Na koniec kwietnia oczekiwany poziom aktywów to 1,1 mld zł, podano w prezentacji podczas konferencji. Jak mówił Borys, widać, że te oszczędności w 42 proc. pochodzą od pracowników, 32 proc. wpłacają pracodawcy, a 26 proc. to wpłaty państwa. W połowie grudnia 2019 r. Borys poinformował, że poziom partycypacji w PPK pierwszej transzy pracodawców zatrudniających powyżej 250 pracowników wyniósł 41 proc., licząc łącznie firmy posiadające PPK oraz te, które założyły pracownicze programy emerytalne (PPE) po wejściu w życie ustawy o PPK w grudniu ub.r.

Licząc tylko firmy, które założyły PPK, partycypacja wyniosła 39 proc.. Dodał wówczas, że dane o partycypacji to szacunek, który może podlegać zmianom, a granica błędu to 2-3 proc. Liczba uczestników PPK wyniosła 1 128 tys. pracowników. Kolejne 144 tys. przystąpiło do PPE utworzonych po wejściu w życie ustawy o PPK. W drugiej turze zapisy do PPK trwają od 1 stycznia i obejmą ok. 20 tys. firm, zatrudniających co najmniej 50 osób.

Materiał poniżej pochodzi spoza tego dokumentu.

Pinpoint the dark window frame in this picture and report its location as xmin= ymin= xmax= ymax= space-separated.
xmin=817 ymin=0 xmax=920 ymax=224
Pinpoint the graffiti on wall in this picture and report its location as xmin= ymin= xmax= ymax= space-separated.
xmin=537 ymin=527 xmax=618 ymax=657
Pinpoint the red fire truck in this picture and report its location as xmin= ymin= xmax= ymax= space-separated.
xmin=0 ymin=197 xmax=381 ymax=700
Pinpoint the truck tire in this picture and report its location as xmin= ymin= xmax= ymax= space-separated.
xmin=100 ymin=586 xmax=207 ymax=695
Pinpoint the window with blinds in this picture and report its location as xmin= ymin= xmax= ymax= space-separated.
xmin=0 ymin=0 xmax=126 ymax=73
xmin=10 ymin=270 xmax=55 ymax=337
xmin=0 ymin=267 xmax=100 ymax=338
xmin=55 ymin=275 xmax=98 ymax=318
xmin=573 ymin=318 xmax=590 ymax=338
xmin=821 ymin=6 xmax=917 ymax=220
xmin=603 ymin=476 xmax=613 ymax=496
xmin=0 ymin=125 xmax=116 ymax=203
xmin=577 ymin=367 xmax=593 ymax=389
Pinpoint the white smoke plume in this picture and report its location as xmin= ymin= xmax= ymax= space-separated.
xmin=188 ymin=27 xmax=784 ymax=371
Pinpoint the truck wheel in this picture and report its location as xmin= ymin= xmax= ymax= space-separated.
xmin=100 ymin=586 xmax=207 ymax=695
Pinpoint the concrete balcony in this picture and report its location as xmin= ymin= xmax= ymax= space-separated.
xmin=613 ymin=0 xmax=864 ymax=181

Pracownicze plany kapitałowe to przeznaczony dla pracowników program długoterminowego oszczędzania. Gromadzone w PPK oszczędności mają pochodzić ze składek pracowników, pracodawców i dopłat od państwa. Reforma związana z tworzeniem PPK ruszyła 1 lipca i objęła na początku największe firmy, zatrudniające powyżej 250 osób. Do 2021 roku większość pracodawców w Polsce ma utworzyć PPK dla swoich pracowników.